In Windows XP for NTFS there is a command that sets the file lengths. It is called the FSUTIL command.
Ex: FSUTIL FILE setvaliddata
Set the valid data length for a file on an NTFS volume.
In NTFS, there are two important concepts of file length:
- End of File (EOF) marker
- Valid Data Length (VDL)
The EOF indicates the actual length of the file.
The VDL identifies the length of valid data on disk.
Any reads between VDL and EOF automatically return 0 in order to preserve the C2 object reuse requirement.
|~||~||Standard Attribute Header|
|0x00||8||File reference to the parent directory.|
|0x08||8||C Time – File Creation|
|0x10||8||A Time – File Altered|
|0x18||8||M Time – MFT Changed|
|0x20||8||R Time – File Read|
|0x28||8||Allocated size of the file|
|0x30||8||Real size of the file|
|0x38||4||Flags, e.g. Directory, compressed, hidden|
|0x3c||4||Used by EAs and Reparse|
|0x40||1||Filename length in characters (L)|
|0x42||2L||File name in Unicode (not null terminated)|
In NTFS, the “End of File” can be referred to as the “allocated size of the file” while “Valid Data Length” would be the “real size of the file”.
There is a way to set these values via a program:
SetFileValidData function to set the “real size of the file”
SetEndOfFile function to set the “allocated size of the file” (Physical size)
Use of this function creates a concept of “file pre-allocation” where you can define the size of the file up front and in advance before or while writing in the file.

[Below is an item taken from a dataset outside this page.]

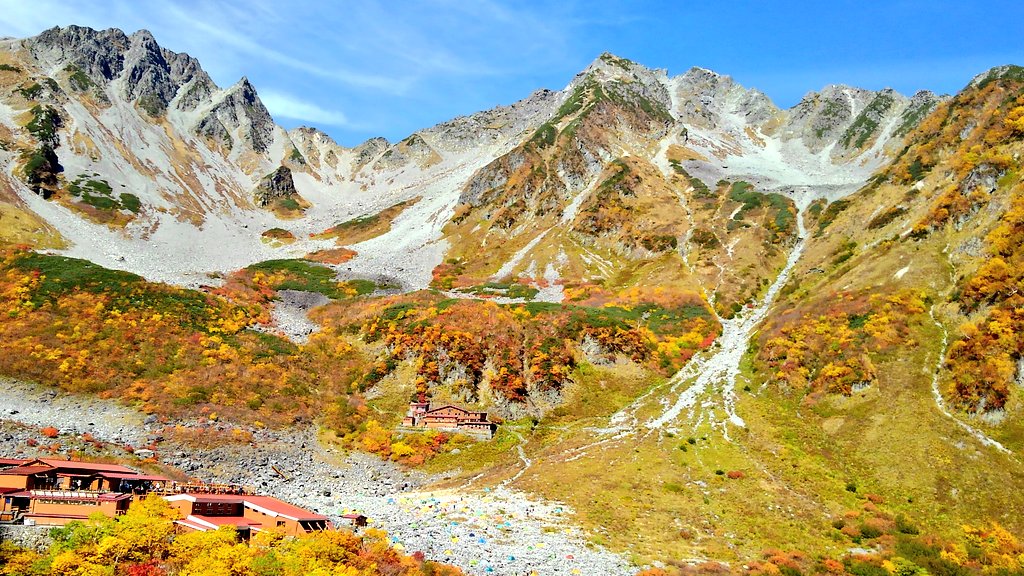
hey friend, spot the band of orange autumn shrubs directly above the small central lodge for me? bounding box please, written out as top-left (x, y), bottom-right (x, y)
top-left (314, 292), bottom-right (719, 402)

But wait …. You say – this is a blog on the exFAT file system, why am I talking about NTFS? This is not a NTFS Blog.
That is true, and you’re correct. BUT…
If we were to examine a legacy FAT directory entry, the end of the directory record is a 32 bit length of the file. A single length, because effectively Valid Data Length = Size of File.
Now, let’s look at exFAT:
From the Specification, we get:
|Stream Extension Directory Entry|
We see from the definition of the Stream Extension Directory Entry two, not one: lengths. Just like NTFS, exFAT has two separate data length, each 8 bytes long which provide a maximum theoretical file length of 16 EiB. If we look at the definitions of each:
The ValidDataLength field describes how far into the data stream user data has been written. Implementations shall update this field as they write data further out into the data stream. On the storage media, the data between the valid data length and the data length of the data stream is undefined. Implementations shall return zeroes for read operations beyond the valid data length.
If the corresponding File directory entry describes a directory, then the only valid value for this field is equal to the value of the DataLength field. Otherwise, the range of valid values for this field is:
- At least 0, which means no user data has been written out to the data stream
- At most DataLength, which means user data has been written out to the entire length of the data stream
If the corresponding File directory entry describes a directory, then the valid value for this field is the entire size of the associated allocation, in bytes, which may be 0. Further, for directories, the maximum value for this field is 256 MB.
So, what does this mean?
First, exFAT can support pre-allocation of a file in advance before writing into it.
Second, a file can be pre-allocated in a very large size to attempt to get many contiguous clusters in a single allocation so that it can use that bit to say the file is contiguous and therefore not have to update the FAT chain. Imagine this: A camera is recording a long HD movie, it gets 3 hours in the movie, then trips on an allocated cluster from another file, in order to continue recording, the camera would need to go back and build the FAT chain, in other words the camera went 3 hours without touching the FAT, it would have to go back and fill in every FAT for every cluster since the beginning of the file, and depending on cluster size – that could be a lot of fixing up to do.
So, this is a feature of the exFAT file system, taken from NTFS and not currently in legacy FAT. Although legacy FAT supports the VDL (Set Valid Data Length) feature, legacy FAT only has one length field in the directory record so VDL is also the physical EOF.